Bij besluit van 2 oktober 2018 (het bestreden besluit) heeft verweerder het bezwaar van eiser ongegrond verklaard.
Eiser heeft tegen het bestreden besluit beroep ingesteld.
Verweerder heeft een verweerschrift ingediend.
Het onderzoek ter zitting heeft plaatsgevonden op 8 juli 2019. Eiser is verschenen. Verweerder heeft zich laten vertegenwoordigen door zijn gemachtigde.

Overwegingen

1. De rechtbank gaat uit van de volgende feiten. Eiser was werkzaam als monteur gemalenbouw voor 40 uur per week. Op 17 januari 2014 heeft hij zich ziek gemeld in verband met psychische klachten. Op 28 oktober 2015 heeft eiser een uitkering op grond van de Wet werk en inkomen naar arbeidsvermogen (WIA) aangevraagd. Bij besluit van 24 december 2015 is de behandeling van zijn aanvraag uitgesteld, omdat zijn werkgever niet alle verplichtingen voor de re-integratie is nagekomen, in verband waarmee de periode waarin eiser tijdens zijn ziekte recht heeft op loon is verlengd tot 13 januari 2017. Het daartegen door de werkgever gemaakte bezwaar is bij besluit van 3 juni 2016 ongegrond verklaard. Bij besluit van 25 november 2016 heeft verweerder vastgesteld dat eiser per 9 november 2016 geen uitkering op grond van de WIA kan krijgen, omdat hij meer dan 65% kan verdienen van het loon dat hij verdiende voordat hij ziek werd. Van 3 juli 2017 tot 25 augustus 2017 heeft eiser voor 40 uur per week gewerkt in de machinebouw. Op 30 oktober 2017 heeft eiser zich ziek gemeld. Hij is toen in aanmerking gebracht voor een uitkering op grond van de Werkloosheidwet. Bij besluit van 29 januari 2018 heeft verweerder vastgesteld dat eiser vanaf 29 januari 2018 in aanmerking komt voor een uitkering op grond van de Ziektewet (ZW). Vervolgens is het primaire besluit genomen.

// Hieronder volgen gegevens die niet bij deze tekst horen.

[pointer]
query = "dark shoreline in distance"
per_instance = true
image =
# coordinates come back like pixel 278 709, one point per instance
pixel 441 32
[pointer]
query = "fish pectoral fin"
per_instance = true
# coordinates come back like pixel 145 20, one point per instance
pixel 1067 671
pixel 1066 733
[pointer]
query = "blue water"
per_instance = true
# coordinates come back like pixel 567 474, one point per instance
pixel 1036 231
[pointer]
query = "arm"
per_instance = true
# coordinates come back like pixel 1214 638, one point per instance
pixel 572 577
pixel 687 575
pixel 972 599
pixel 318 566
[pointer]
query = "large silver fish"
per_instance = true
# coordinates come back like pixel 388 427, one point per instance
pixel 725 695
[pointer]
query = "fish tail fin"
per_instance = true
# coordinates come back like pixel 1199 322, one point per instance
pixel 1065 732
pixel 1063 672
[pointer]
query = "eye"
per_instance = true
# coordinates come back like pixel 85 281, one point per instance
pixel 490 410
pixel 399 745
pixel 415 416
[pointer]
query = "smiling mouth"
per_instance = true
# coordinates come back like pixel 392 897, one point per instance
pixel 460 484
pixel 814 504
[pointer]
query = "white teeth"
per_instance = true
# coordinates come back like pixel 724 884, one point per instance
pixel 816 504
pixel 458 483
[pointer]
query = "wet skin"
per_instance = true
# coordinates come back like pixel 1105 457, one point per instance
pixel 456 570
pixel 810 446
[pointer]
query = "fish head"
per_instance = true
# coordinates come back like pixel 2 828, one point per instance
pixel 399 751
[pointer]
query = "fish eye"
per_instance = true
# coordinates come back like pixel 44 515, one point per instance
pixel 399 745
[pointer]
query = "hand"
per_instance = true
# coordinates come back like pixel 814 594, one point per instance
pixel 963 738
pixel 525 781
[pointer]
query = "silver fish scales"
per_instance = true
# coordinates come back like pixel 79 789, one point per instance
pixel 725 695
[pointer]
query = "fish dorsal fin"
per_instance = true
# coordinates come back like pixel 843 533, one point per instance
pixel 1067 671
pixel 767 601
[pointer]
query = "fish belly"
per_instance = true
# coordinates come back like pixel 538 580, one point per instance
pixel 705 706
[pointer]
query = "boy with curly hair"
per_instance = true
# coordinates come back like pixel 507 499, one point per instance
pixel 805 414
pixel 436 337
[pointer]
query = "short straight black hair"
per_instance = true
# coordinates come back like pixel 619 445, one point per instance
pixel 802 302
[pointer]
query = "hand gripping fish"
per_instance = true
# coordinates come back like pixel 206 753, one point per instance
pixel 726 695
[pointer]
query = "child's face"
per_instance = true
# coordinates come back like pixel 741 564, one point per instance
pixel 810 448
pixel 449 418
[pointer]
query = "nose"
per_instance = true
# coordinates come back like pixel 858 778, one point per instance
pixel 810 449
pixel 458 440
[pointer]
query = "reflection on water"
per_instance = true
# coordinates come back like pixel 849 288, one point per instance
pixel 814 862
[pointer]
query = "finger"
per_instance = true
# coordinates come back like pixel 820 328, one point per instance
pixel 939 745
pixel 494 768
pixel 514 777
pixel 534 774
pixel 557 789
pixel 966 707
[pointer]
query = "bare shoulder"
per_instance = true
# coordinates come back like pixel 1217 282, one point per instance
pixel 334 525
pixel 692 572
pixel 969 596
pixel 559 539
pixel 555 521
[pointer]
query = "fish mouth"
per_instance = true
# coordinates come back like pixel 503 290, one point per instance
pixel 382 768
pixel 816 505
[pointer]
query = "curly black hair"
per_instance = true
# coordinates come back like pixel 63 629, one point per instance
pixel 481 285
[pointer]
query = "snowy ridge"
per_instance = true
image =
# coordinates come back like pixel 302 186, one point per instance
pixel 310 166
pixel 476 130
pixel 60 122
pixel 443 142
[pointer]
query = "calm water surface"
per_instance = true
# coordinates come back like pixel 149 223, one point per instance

2. Bij het bestreden besluit is eiser geschikt geacht voor het uitoefenen van de op 25 november 2016 geduide functies, te weten wikkelaar, samensteller elektronische apparatuur (SBC-code 267050); productiemedewerker textiel, geen kleding (excl. patroontekenen, in- en verkoop (SBC-code 272043); productiemedewerker (samenstellen van producten) (SBC-code 111180); machinaal metaalbewerker (excl. bankwerk) (SBC-code 264122), medewerker tuinbouw (planten, bloemen en vruchten) (SBC-code 111010).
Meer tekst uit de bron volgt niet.